Q. Are homeowners who took a line of credit some time ago about to reach a point where their credit is due to be reset?

A. One reporting service released its first HELOC Resetting Report, which found that 56 percent of the 3.3 million home equity lines of credit potentially resetting with higher, fully amortizing monthly payments from 2015 to 2018 are on properties that are seriously underwater.

The firm used average HELOC utilization rates from the New York Federal Reserve and the prime interest rate of 3.25 percent to calculate the outstanding balance of the loans and to calculate the interest-only and fully amortizing monthly payments.

Q. Are home sales increasing?

A. Yes, sales are edging up with difficulty. Existing-home sales increased modestly in February, but constrained inventory levels pushed price growth to its fastest pace in a year, according to the National Association of Realtors.

Total existing-home sales, which are completed transactions that include single-family homes, townhouses, condominiums and co-ops, rose 1.2 percent to a seasonally adjusted annual rate of 4.88 million in February from 4.82 million in January. Sales are 4.7 percent higher than a year ago and above year-over-year totals for the fifth consecutive month.

Q. Are more apartments being built to accommodate the rising demand for rentals?

A. Yes.
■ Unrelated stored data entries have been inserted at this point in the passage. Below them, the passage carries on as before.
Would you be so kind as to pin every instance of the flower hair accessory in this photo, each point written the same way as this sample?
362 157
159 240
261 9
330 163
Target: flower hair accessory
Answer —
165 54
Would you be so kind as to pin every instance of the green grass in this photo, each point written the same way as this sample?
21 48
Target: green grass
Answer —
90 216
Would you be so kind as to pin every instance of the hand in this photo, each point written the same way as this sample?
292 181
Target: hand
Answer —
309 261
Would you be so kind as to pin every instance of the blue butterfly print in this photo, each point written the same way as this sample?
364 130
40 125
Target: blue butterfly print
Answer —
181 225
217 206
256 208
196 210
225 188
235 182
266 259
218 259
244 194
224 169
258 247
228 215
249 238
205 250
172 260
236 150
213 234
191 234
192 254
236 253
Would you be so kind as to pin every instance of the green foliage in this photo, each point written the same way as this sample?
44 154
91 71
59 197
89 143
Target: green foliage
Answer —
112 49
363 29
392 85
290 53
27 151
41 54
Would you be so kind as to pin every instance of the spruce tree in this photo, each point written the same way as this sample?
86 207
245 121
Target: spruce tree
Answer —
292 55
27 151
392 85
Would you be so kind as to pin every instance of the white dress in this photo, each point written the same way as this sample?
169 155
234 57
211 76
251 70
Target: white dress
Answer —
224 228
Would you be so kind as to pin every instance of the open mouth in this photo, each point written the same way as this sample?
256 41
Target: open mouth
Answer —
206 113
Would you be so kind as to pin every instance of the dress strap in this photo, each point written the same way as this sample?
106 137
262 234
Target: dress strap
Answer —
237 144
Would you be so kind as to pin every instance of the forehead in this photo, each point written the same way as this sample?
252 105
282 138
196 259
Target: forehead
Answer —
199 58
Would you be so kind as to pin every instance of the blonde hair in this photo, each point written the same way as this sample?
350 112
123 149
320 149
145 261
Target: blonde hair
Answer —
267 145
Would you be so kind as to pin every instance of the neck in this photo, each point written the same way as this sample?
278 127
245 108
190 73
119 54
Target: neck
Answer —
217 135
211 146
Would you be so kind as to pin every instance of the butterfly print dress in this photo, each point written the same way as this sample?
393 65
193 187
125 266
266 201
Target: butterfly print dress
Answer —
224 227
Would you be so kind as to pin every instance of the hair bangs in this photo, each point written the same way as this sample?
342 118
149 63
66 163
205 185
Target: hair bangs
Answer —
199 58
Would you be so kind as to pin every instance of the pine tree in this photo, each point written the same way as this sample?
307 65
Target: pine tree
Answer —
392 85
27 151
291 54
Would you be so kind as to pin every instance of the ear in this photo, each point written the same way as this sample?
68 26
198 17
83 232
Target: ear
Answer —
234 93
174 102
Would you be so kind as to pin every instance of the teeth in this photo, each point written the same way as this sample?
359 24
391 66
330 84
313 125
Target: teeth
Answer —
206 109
One indication of that growing niche in the market is the strong growth of mortgage applications to finance the construction and purchase of apartment projects. Total commercial/multifamily debt outstanding stood at $2.64 trillion in the fourth quarter of 2014, an increase of $48.9 billion, or 1.9 percent, over the third quarter, according to data collected by the Mortgage Bankers Association.

Commercial/multifamily debt outstanding increased at the highest rate since the fourth quarter of 2007, as three of the four major investor groups increased their holdings in the fourth quarter. On a year-over-year basis, the amount of mortgage debt outstanding at the end of 2014 was $119.5 billion higher than at the end of 2013, an increase of 4.7 percent.
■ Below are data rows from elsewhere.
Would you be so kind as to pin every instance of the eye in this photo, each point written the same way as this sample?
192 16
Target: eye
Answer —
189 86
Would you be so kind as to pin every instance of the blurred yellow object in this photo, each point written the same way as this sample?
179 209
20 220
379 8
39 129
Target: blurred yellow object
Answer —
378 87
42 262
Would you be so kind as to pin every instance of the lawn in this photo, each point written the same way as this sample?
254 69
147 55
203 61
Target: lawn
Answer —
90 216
Q. Are underwater homeowners getting relief in today's improving market?

A. Many of those owners are now experiencing new problems. Owners of homes at the bottom of the market are trapped underwater on their mortgages even as the real estate market continues to recover, according to the Zillow Negative Equity Report.

That's because low-end homes - those most likely to be upside-down - are losing value.

At the peak of the real estate crisis, more than 15 million homeowners owed more on their mortgages than their homes were worth, putting them in negative equity. Foreclosures, short sales and rapidly rising home values freed nearly half of those homeowners, but now that trend has reversed in many metros.

Three years into the recovery, home values overall continued to recover, while owners of the lowest valued homes - those most likely to be stuck in negative equity - were left behind, it was reported by Zillow.